The problem: I have run out of storage space. Four 200GB parallel ATA hard drives configured as separate, single drives, is a management nightmare, and for the past six months or so, I have been shuffling data back and forth between these drives, trying to maintain some sort of order while using up increasingly smaller bits of free space. I eventually ended up with 3 of the drives having 0 bytes of free space, and the fourth drive so full it would not hold my latest batch of photos. Something needed to be done.
The goals of this project were twofold. First, to increase available storage space. Second, to introduce some sort of RAID because the prospect of losing huge swaths of data when one of those drives kicked the bucket was looking increasingly worrisome.

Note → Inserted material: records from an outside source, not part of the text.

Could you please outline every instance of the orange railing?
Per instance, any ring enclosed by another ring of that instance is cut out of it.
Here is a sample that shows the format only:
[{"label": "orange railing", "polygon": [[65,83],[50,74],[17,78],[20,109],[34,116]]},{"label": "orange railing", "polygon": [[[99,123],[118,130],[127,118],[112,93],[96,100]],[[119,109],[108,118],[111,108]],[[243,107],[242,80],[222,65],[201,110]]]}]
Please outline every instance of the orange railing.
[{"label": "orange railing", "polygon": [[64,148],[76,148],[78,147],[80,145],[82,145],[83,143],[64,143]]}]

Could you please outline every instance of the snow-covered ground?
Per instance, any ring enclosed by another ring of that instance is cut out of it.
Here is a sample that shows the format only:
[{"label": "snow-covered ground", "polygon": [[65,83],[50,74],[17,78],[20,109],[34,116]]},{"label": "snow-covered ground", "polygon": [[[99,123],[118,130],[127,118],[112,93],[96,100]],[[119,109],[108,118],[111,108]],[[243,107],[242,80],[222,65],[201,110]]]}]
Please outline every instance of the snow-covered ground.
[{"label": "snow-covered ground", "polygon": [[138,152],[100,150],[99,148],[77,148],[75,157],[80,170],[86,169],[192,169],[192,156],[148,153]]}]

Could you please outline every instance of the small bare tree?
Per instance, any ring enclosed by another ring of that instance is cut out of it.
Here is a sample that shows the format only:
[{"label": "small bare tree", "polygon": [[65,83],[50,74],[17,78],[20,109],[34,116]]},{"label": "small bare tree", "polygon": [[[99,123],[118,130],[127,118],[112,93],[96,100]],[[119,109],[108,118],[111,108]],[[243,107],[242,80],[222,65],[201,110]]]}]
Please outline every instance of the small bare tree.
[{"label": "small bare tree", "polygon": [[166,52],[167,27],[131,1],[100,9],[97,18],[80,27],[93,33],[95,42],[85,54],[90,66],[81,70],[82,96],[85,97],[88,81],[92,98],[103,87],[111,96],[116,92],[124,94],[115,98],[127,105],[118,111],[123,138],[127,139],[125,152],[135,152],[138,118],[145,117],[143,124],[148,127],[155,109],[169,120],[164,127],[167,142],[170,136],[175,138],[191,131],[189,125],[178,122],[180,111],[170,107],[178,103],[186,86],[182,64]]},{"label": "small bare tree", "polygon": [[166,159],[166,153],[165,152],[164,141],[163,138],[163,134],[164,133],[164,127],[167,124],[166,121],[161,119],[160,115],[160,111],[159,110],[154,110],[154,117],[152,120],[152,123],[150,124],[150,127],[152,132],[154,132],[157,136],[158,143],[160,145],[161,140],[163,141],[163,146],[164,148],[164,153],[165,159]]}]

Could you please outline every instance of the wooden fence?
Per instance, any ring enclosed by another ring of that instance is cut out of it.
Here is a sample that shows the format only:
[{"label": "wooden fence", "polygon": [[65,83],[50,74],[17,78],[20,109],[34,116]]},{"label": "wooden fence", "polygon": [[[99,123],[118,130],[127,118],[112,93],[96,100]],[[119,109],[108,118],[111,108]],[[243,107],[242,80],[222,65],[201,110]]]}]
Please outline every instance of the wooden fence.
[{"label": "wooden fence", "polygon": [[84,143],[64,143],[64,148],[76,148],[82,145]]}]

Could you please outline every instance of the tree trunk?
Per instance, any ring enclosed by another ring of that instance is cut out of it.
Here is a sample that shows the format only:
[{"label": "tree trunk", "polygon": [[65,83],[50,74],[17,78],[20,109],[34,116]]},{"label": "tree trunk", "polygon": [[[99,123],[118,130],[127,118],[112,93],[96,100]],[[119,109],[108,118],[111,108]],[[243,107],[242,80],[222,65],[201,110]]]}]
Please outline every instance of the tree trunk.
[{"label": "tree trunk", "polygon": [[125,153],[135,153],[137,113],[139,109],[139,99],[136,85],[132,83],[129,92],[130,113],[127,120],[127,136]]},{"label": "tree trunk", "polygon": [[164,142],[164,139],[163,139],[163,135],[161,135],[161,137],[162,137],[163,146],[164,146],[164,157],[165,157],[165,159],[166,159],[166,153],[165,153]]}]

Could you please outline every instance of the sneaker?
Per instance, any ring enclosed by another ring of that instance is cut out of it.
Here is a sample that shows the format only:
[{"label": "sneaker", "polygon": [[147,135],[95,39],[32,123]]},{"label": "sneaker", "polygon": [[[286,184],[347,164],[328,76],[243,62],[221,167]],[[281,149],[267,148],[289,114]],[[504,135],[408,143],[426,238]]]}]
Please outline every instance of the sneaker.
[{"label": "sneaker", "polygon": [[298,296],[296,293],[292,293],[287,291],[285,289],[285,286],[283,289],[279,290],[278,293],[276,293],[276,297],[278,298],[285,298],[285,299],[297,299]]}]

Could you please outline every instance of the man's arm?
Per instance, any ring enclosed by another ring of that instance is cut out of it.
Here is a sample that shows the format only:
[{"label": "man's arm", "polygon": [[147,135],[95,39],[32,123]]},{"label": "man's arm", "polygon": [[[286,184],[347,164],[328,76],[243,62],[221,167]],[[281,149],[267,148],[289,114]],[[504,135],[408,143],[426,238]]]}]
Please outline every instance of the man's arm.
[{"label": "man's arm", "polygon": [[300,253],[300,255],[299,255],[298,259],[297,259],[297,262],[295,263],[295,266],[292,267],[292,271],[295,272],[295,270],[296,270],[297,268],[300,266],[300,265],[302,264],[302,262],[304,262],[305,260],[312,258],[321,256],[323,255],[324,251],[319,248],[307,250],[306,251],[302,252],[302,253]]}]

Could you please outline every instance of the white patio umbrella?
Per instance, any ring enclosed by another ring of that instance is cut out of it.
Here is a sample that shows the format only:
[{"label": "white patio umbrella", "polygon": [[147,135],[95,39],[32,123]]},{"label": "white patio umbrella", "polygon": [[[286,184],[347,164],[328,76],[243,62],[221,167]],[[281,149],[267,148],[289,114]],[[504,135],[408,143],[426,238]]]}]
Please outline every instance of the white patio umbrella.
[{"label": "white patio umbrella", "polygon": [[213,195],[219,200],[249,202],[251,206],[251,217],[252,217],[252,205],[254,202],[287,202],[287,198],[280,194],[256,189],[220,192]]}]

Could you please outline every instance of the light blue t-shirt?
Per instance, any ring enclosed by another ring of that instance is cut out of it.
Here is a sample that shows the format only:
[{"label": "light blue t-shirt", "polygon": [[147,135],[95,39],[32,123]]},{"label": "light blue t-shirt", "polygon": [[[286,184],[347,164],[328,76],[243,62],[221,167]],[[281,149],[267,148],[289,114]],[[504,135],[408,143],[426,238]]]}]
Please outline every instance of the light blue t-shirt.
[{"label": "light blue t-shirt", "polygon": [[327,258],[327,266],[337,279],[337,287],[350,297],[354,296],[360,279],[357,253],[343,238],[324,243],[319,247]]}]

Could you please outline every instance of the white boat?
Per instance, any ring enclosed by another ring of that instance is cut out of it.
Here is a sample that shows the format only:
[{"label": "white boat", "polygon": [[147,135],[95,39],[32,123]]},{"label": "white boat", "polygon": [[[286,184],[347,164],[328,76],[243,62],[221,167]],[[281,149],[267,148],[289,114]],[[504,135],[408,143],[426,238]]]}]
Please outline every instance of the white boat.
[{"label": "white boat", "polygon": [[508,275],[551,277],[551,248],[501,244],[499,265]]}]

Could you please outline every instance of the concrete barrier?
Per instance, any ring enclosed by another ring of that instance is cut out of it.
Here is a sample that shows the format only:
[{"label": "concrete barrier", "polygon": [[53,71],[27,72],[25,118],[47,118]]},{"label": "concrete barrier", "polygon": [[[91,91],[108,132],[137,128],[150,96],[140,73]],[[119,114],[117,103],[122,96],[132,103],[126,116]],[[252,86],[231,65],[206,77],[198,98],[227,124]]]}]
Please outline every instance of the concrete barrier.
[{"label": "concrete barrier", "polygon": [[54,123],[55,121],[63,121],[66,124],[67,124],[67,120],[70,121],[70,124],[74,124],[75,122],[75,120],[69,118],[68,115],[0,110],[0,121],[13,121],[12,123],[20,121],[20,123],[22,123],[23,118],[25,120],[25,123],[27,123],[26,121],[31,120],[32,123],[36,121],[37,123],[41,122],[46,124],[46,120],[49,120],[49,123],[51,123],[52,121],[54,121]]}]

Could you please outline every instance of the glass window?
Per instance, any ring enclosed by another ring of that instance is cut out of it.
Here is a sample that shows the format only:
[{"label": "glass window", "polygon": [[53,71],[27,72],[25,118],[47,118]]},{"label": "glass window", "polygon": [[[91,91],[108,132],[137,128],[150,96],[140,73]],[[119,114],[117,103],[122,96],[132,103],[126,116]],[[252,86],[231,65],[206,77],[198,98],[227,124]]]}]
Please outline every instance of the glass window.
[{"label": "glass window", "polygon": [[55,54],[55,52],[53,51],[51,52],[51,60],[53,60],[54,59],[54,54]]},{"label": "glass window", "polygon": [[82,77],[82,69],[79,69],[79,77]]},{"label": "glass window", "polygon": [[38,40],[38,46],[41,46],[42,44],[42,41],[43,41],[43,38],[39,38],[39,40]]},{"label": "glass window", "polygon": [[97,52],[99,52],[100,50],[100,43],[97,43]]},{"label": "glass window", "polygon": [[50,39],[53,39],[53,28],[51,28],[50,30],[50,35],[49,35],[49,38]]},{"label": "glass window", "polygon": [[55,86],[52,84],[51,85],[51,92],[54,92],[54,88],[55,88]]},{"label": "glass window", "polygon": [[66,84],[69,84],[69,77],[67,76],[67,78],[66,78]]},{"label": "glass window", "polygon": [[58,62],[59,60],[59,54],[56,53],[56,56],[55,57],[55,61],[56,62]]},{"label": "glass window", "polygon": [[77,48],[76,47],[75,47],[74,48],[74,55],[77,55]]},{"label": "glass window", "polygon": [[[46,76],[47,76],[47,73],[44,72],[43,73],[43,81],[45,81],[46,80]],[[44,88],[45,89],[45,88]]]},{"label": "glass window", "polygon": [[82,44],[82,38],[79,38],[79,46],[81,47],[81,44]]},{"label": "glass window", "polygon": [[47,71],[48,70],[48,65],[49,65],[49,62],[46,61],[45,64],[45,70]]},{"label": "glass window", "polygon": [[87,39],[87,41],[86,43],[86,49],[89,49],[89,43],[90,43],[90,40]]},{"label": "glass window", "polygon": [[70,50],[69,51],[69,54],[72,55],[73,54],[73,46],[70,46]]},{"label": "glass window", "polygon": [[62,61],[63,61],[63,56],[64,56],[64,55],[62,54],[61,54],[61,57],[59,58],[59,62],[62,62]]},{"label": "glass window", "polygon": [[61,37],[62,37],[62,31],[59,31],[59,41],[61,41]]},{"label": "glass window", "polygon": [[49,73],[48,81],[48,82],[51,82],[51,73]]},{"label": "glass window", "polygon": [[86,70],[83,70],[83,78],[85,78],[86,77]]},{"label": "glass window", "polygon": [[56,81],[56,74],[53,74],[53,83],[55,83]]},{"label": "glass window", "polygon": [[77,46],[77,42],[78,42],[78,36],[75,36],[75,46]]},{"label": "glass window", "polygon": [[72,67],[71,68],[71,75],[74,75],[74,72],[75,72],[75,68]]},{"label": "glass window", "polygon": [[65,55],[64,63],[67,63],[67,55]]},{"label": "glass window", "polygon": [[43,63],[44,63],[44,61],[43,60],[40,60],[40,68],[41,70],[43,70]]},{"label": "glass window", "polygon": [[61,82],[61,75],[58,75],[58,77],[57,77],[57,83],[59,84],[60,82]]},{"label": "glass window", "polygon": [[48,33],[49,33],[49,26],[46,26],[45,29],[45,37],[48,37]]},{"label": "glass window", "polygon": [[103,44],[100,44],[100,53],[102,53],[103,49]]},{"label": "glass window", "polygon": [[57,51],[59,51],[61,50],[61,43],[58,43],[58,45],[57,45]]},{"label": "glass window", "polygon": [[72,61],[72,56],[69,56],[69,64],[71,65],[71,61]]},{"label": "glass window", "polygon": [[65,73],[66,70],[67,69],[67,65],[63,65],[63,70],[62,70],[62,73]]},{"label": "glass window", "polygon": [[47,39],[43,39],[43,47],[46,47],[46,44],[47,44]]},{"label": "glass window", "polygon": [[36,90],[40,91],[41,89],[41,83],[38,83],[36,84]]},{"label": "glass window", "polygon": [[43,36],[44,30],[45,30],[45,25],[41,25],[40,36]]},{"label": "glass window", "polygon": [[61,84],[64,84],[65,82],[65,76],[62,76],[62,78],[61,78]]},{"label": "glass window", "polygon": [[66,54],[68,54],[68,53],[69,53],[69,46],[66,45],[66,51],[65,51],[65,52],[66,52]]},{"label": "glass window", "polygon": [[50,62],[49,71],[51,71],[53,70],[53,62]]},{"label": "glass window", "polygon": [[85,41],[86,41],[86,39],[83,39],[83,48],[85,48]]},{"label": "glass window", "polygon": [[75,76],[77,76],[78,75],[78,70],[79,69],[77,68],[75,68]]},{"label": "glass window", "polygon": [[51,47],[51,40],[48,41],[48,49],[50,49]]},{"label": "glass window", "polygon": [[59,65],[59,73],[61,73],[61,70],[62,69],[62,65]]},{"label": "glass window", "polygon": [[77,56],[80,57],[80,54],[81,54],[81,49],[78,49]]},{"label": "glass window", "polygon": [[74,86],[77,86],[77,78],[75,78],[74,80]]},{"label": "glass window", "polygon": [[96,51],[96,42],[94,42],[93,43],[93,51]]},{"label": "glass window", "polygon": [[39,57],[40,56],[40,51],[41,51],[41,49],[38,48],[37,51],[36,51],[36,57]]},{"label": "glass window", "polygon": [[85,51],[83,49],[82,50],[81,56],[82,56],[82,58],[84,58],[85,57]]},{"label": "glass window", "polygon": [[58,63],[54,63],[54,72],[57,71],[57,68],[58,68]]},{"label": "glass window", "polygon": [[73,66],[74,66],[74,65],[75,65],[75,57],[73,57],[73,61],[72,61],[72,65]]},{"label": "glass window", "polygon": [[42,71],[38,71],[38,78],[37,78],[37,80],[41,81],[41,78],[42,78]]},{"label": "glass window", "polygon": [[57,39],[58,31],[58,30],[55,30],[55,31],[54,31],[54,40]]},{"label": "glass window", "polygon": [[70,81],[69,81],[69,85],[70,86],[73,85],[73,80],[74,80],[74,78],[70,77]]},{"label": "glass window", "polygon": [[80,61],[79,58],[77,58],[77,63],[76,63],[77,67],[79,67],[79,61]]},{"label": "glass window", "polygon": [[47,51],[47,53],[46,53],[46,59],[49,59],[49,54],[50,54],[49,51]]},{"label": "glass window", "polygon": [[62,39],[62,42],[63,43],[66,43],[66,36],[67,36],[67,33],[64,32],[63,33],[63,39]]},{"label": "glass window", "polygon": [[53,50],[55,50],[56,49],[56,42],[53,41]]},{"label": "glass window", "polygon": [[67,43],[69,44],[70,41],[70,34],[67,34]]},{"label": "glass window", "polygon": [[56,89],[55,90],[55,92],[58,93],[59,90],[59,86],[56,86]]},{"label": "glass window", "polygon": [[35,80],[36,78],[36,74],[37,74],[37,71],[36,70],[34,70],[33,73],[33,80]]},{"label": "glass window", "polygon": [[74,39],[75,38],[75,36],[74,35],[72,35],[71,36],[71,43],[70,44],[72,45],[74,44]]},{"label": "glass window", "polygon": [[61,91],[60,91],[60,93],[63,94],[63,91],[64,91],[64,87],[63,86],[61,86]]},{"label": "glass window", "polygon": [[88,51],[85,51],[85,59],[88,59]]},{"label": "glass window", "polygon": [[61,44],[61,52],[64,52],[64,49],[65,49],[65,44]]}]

Since this is a personal file server, I wanted it to be fairly cheap. Performance really isn't a big concern for me. The files I'm hosting are primarily media (audio, video, and photos), with file sizes in the megabyte and up range. Files of this size do not stress filesystem performance, nor I/O performance, so it should be easy to meet my goals. Software RAID 5 seemed to offer the promise of cheap, reasonably fast storage space able to withstand the death of any single drive. Perfect.
I've filled 800GB of space, so I need more than that. At the same time, I don't want to go overboard building a multi-terabyte server that will take years to fill. 900GB is a reasonable place to start, and with 300GB hard drives at the ideal price point, I purchased four, which would give me 1200GB of raw disk space, or 900GB after one disk worth of parity information. Since this represents just over 12% more storage space, the ability to expand my array at a later date is a critical component. Luckily, this functionality is just now being added to the linux software RAID driver, called md. The array I create today can be expanded tomorrow with a simple kernel upgrade. So far, so good.
Routing cables for 4 IDE drives was painful enough, and Parallel ATA is a dying technology anyway, so I opted to use Serial ATA drives. This would require a new motherboard. Since I planned on starting with 4 drives and wanted room for expansion, I needed a board with more than 4 SATA ports. The MSI K8N Neo4 Platinum caught my eye. It's cheaper than I generally like for a motherboard, but so far has proved to be very solid. The motherboard upgrade then necessitated a CPU and RAM upgrade, since the components in my old server are 5 years old and are not compatible. The cheapest CPU that the motherboard would accept, and a 1GB stick of Crucial RAM rounded out the basic hardware:
- MSI K8N Neo4 Platinum motherboard
- AMD Athlon64 3000+ CPU
- Crucial 1GB DDR1-400 DIMM
- 4 x Seagate 7200.9 300GB SATA HDDs
- Fedora Core 5 X86-64 linux distribution
- md driver / mdadm (no raidtools package)
Fedora Core has fairly respectable RAID setup built right into the installer, but for various reasons I chose to set up the array after I had installed the OS. With the 4 hard drives plugged into the first four SATA ports (/dev/sda through /dev/sdd), array creation was a breeze:
When creating a raid5 array, mdadm does not generate parity information across all disks in the array by reading data stripes and then writing the parity stripe, as you might expect. Instead, it creates a degraded array with one fewer drives than you specify, and then adds the last drive as a spare. This causes the array to be rebuilt, and the spare gets all the writes. This way is about twice as fast, but it makes the initial array creation look like it's building a raid4 array rather than a raid5. Be forewarned.
With these 4 drives (speed is primarily dependent on drive size rather than number of devices), the initial array creation took about 3 hours, though the array was usable during creation. I formatted the array, copied my old data over to it, and was up and running in no time. Not a moment too soon, as it happened. While I was preparing to erase and repurpose the drives from the old file server, I had a bearing sieze in one of the drives, rendering it inoperable.